Aux deux extrémités du navire on continuera d’installer à poste fixe les énormes pièces empruntées au vieil armement des galères, — des pièces du calibre de 36 et de 48 livres de balles. Les projectiles ont longtemps été des globes de plomb et des globes de pierre. On trouve encore en 1533, dans les comptes de la ville d’Enkhuysen, mention faite « de 552 pieds de pierre bleue de Namur, destinés à confectionner des boulets de 5, de 6, de 7, de 8, de 9 pouces de circonférence. » A partir de 1533, l’emploi des boulets de fonte de fer devient général.

Les premières bouches à feu furent faites de fer battu. Plus tard, on essaya la fonte, — en premier lieu la fonte verte ou métal de cloche, en second lieu la fonte de fer. La culasse fut, dans le principe, mobile. Nous finissons, après de longues résistances que les Anglais ont été les derniers à vaincre, par où on a commencé. On introduisait le boulet dans l’âme, la poudre dans une boîte détachée ; cette boîte portait le nom de chambre. Des bandes et des liens de métal reliaient ensuite les deux parties l’une à l’autre. Pour accélérer le tir, on en vint bientôt à multiplier les chambres. Chaque pièce fut munie de deux, de trois, quelquefois même de douze culasses mobiles chargées à l’avance. On n’avait plus que la peine de changer la chambre après chaque coup tiré. Le savant archiviste du royaume des Pays-Bas, Jean-Carolus de Jonge, mort à La Haye le 2 juillet 1853, à l’âge de soixante ans, a retrouvé dans les comptes de la ville de Leyde, comptes remontant à l’année 1477, ce curieux paragraphe : « Un petit canon, avec 12 chambres, pour mettre dans la hune. »

Vers le milieu du XVe siècle, une modification importante se produit. L’artillerie est alors la plupart du temps fondue d’une seule pièce. Cependant les pièces à chambre, — les Kamenstukken, — continuent de trouver encore place à bord des vaisseaux des Pays-Bas. Les Espagnols les désignent sous le nom de Pieças de camera ; les Portugais les appellent Pieças de braga[1].

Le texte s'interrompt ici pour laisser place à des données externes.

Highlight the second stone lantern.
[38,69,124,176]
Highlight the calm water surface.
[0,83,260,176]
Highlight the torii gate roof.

Si les pièces à chambre n’eussent trop souvent péché par l’ajustage[2], on ne les aurait pas sans regret remplacées par les

  1. Geschiedenis van het Nederlandsche Zeewezen door M. J. C de Jonge, archivarius van het Hijk. — La Haye et Amsterdam, chez les frères Van Cleef, 1833.
  2. C’est l’ajustage, le crachement des pièces, qui a suspendu si longtemps dans notre marine l’adoption d’une réforme à laquelle en l’année 1870, lorsque j’avais l’honneur de commander l’escadre de la Méditerranée, d’excellens esprits ne se résignaient pas encore.